$A=\begin{pmatrix} -1 &2 \\ 0& -1 \end{pmatrix}$
$A^{2}=\begin{pmatrix} -1 &2 \\ 0& -1 \end{pmatrix}\begin{pmatrix} -1 &2 \\ 0& -1 \end{pmatrix}=\begin{pmatrix} 1 &-4 \\ 0& 1 \end{pmatrix}$
$A^{3}=\begin{pmatrix} -1 &6 \\ 0& -1 \end{pmatrix}$
$A^{4}=\begin{pmatrix} 1 &-8 \\ 0& 1 \end{pmatrix}$
Given,$B=A+A^{2}+A^{3}+......+A^{50}$
$B=\begin{pmatrix} -1+1-1+1....+1 \ \ \ \ \ \ \ &2-4+6-8+10+.......-100 \\ 0& -1+1-1+1....+1 \end{pmatrix}$
$B=\begin{pmatrix} 0 \ \ &2-4+6-8+10+.......-100 \\ 0& 0 \end{pmatrix}$
Let $X=2-4+6-8+10+.......-100$
We can divide it into 2 series
$2+6+10+...98$ and $-4-8-12.......-94-100$
Let's take $2+6+10+...98$
This sequence is an Arithmetic Progression.

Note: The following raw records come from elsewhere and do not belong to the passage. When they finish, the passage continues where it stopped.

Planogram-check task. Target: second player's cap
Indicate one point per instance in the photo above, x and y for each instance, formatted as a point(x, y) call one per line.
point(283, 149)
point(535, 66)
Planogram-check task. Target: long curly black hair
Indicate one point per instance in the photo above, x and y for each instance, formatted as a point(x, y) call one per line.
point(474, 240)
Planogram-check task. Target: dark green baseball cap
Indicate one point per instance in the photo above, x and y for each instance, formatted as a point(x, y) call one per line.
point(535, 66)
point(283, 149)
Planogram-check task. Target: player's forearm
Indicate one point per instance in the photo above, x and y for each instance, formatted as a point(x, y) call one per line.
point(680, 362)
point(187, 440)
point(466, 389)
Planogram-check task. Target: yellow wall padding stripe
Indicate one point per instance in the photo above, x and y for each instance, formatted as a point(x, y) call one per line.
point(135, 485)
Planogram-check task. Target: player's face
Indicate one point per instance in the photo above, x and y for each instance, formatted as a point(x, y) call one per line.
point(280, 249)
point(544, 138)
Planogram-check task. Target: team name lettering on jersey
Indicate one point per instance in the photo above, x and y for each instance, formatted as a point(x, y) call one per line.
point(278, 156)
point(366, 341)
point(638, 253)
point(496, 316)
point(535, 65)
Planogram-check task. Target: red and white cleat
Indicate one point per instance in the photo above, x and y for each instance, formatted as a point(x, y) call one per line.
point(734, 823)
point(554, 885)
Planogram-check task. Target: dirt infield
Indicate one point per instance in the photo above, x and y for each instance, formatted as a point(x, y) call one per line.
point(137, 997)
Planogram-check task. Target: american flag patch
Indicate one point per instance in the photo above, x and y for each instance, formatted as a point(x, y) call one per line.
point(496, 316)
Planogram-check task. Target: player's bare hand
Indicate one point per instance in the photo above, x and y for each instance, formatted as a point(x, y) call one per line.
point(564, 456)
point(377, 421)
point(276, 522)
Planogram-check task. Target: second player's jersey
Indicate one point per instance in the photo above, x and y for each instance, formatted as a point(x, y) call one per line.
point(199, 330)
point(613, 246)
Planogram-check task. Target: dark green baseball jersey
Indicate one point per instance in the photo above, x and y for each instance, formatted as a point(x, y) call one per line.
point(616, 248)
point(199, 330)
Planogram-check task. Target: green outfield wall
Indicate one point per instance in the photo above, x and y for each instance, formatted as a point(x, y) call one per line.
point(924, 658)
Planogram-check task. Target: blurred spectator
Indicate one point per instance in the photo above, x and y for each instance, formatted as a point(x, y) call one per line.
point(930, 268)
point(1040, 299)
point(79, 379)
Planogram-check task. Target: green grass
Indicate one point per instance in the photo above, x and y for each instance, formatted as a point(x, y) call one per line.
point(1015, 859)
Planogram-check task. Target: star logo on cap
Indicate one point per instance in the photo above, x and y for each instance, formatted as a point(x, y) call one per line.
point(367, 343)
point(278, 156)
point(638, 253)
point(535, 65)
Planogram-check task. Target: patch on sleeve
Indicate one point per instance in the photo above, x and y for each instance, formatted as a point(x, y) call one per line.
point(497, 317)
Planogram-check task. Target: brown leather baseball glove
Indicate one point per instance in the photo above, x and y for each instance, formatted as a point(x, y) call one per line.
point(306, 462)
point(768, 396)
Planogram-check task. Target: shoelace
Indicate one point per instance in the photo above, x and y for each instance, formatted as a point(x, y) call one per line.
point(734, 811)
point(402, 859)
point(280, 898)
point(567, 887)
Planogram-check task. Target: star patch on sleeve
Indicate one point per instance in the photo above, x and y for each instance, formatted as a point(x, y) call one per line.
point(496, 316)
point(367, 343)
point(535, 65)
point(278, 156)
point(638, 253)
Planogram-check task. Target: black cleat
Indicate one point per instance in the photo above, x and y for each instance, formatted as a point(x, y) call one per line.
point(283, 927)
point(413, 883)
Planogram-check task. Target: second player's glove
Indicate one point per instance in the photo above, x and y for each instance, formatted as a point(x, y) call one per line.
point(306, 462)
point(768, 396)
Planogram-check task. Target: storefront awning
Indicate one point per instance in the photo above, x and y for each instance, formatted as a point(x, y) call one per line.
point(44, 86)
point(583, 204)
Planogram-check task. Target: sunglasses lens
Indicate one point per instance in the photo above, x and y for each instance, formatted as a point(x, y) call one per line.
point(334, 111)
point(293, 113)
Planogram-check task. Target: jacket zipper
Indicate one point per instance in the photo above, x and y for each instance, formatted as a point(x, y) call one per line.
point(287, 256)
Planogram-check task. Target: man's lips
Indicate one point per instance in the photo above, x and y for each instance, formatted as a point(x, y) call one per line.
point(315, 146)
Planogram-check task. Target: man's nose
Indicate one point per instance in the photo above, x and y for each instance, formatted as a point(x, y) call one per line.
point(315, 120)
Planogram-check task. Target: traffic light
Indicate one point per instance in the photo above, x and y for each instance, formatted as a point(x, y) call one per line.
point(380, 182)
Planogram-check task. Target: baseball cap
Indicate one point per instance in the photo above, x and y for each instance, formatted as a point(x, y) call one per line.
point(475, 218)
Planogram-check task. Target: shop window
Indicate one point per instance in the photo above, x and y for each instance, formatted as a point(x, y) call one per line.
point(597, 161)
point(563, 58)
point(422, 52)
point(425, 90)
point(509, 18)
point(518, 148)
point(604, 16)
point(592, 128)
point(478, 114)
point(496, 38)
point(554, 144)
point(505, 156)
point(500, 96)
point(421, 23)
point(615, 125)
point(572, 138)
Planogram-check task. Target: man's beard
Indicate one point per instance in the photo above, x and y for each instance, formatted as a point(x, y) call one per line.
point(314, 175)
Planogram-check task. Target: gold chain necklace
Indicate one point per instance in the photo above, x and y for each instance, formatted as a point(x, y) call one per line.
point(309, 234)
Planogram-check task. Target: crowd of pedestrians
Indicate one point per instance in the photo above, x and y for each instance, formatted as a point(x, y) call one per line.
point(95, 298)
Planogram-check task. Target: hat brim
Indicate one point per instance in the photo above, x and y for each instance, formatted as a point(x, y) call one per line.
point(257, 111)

Sum of Arithmetic Progression=$\frac{n}{2}[2a+(n-1)d]$
Here a=2 , d=4 , n=25
$\frac{25}{2}[4+24 \times 4]$
$=1250$
Now take $-4-8-12.......-94-100$
$-4-8-12.......-94-100$ = $-4(1+2+3+....+25)$
=$-4 \times\frac{25 \times 26}{2}$
=$-1300$
$X=2-4+6-8+10+.......-100$
$X=2+6+10+...+98-4-8-12...-100 \\ X=1250-1300 \\ X=-50$
Put the value of X into the matrix
$B=\begin{pmatrix} 0 &-50 \\ 0 & 0 \end{pmatrix}$
$B^{2}=\begin{pmatrix} 0 &-50 \\ 0 & 0 \end{pmatrix}\begin{pmatrix} 0 &-50 \\ 0 & 0 \end{pmatrix}=\begin{pmatrix} 0 &0 \\ 0 & 0 \end{pmatrix}$
$B^{2}=0$
Hence,Option$(B)$$B^{2}=0$ is the correct choice.